HVR does not support capture from cluster and STXL tables with compressed LOBS.
SAP System
The SAP database typically contains tables that fall into one of the following three categories:
- Transparent tables: ordinary database tables which can be replicated in a usual way.
- Pooled and cluster tables: are special in that the data for several pooled or cluster tables are grouped and physically stored together in a single database table.
- SAP catalogs: contain metadata and do not usually need to be replicated. HVR SapUnpack feature needs data from the SAP catalogs for processing the pooled and cluster tables.

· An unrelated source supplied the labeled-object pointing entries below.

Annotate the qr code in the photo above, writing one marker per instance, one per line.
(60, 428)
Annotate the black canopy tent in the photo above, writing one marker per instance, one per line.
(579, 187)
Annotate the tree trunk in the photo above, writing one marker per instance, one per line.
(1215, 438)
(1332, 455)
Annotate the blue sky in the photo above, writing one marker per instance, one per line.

To enable replication from SAP database using SapUnpack, ensure that the SAP Dictionary tables (DD02L, DD02T, DD03L, DD06T, DD08L, DD16S, DDNTF, DDNTT, TADIR) exist in the source database. HVR uses the information available in SAP dictionary for unpacking data from SAP pool and cluster tables.
There are tables that SAP does not identify in its dictionary as cluster tables even though the tables contain clustered data. These are not supported. Examples include PCL1, PCL2, and MDTC.
License for Unpacking SAP Tables
For Usage-based Subscription, an additional SAP Unpack license is required to unpack the cluster and pool tables from the SAP database. Contact Fivetran Technical Support to obtain the necessary SAP Unpack license. For the Consumption-based model, a separate license is NOT required.
HVR supports multi-licensing for Usage-based Subscription; this means a hub system can have several licenses registered simultaneously. For example, one license enables all HVR features (except SapUnpack) to be used perpetually and another license enables the SapUnpack feature.
SapUnpack for Non-Unicode SAP Systems
Since v6.1.0/14
The HVR SapUnpack feature supports unpacking (decoding) cluster and pool tables of non-Unicode SAP systems. This functionality is supported for the following databases: Db2 for i, Db2 for LUW, Oracle and SQL Server and will work with any encodings supported by HVR for these databases.
Data in cluster and pool tables are encoded using the SAP application server's codepage. To replicate data correctly, you need to define the HVR_DB_CHARSET environmental variable on a source location and the HVR_SAP_APPLICATION_CHARSET environment variable on a target location. Both environment variables must be set to the appropriate encoding supported by HVR for a particular database.
For example, for Oracle's ISO-8859-1 encoding, the environmental variables must be defined as follows:
Group | Table | Action | Parameter(s) |
---|---|---|---|
SOURCE | * | Environment | Name=HVR_DB_CHARSET Value=ISO-8859-1 |
TARGET | * | Environment | Name=HVR_SAP_APPLICATION_CHARSET Value=ISO-8859-1 |
For compare, the HVR_SAP_APPLICATION_CHARSET environment variable must be also added to the job system environment variables:
- In UI, this can be done using the Job System Environment Variables on the Jobs page
- In CLI, this can be done using command hvrjobconfig with option -E.